5. I now want to ask professors a few questions. Do you know what it is to pray in faith? Did you ever pray in this way? Have you ever prayed till your mind was assured the blessing would come - till you felt that rest in God, that confidence, as if you saw God come down from heaven to give it to you? If not, you ought to examine your foundation. How can you live without praying in faith? How do you live in view of your children, while you have no assurance whatever that they will be converted? One would think you would go deranged. I knew a father who was a good man, but had erroneous views respecting the prayer of faith; and his whole family of children were grown up, without one of them being converted. At length his son sickened, and seemed about to die. The father prayed, but the son grew worse, and seemed sinking into the grave without hope. The father prayed, till his anguish was unutterable. He went at last and prayed (there seemed no prospect of his son surviving) so that he poured out his soul as if he would not be denied, till at length he got an assurance that his son would not only live but be converted; and that not only this one, but his whole family would be converted to God. He came into the house, and told his family his son would not die. They were astonished at him. "I tell you," said he, "he will not die. And no child of mine will ever die in his sins." That man's children were all converted, years ago.

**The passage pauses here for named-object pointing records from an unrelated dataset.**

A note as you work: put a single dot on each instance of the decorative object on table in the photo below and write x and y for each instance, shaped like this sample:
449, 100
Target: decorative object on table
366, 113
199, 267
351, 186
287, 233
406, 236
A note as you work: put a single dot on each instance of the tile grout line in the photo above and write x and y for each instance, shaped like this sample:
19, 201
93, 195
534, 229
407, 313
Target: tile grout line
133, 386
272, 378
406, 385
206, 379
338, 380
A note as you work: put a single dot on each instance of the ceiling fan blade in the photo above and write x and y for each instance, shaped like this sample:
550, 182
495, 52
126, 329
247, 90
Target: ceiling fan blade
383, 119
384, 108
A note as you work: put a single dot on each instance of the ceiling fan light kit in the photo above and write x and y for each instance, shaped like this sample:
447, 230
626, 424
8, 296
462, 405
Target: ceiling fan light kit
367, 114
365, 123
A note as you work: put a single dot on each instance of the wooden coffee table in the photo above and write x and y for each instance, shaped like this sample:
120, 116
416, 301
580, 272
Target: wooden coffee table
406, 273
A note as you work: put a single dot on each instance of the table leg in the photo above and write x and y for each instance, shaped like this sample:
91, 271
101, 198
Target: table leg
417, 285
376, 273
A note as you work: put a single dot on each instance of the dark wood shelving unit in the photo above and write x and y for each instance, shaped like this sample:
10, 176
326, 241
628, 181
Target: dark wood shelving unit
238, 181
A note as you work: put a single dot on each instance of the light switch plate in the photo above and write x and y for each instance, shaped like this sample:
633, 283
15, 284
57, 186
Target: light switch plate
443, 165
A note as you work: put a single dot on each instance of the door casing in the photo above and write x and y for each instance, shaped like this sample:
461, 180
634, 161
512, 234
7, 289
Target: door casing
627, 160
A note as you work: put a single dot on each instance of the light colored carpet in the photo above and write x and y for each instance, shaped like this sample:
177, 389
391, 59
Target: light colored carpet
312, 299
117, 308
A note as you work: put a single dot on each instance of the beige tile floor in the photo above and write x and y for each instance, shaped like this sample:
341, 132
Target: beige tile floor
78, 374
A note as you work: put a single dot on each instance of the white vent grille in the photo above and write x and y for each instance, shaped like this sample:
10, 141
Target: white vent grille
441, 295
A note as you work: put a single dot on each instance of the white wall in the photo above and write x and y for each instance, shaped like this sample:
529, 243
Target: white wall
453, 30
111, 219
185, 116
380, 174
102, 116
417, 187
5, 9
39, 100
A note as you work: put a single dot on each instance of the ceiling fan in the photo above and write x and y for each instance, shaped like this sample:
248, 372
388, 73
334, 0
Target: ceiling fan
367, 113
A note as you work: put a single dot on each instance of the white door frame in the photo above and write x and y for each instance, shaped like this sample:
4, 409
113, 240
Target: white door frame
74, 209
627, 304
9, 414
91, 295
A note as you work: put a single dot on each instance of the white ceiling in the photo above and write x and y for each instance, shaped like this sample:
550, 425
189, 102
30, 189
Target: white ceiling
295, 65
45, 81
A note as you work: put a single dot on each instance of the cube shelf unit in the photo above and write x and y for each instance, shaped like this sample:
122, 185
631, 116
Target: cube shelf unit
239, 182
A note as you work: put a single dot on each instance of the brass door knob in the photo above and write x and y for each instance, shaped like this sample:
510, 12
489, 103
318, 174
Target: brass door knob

What do you think of that? Was that fanaticism? If you believe so, it is because you know nothing about the matter. Do you pray so? Do you live in such a manner that you can offer such prayer for your children? I know that the children of professors may sometimes be converted in answer to the prayers of somebody else. But ought you to live so? Dare you trust to the prayers of others, when God calls you to sustain this important relation to your children?
Finally; see what combined effort is made to dispose of the Bible. The
wicked are for throwing away the threatenings of the Bible, and the
Church the promises. And what is there left? Between them, they leave
the Bible a blank. I ask it in love: "What is our Bible good for, if we do not
lay hold of its precious promises, and use them as the ground of our faith
when we pray for the blessing of God?" You had better send your Bibles
to the heathen, where they will do some good, if you are not going to
believe and use them. I have no evidence that there is much of this prayer
now in this Church, or in this city. And what will become of them? What
will become of your children? - your neighbors? - the wicked?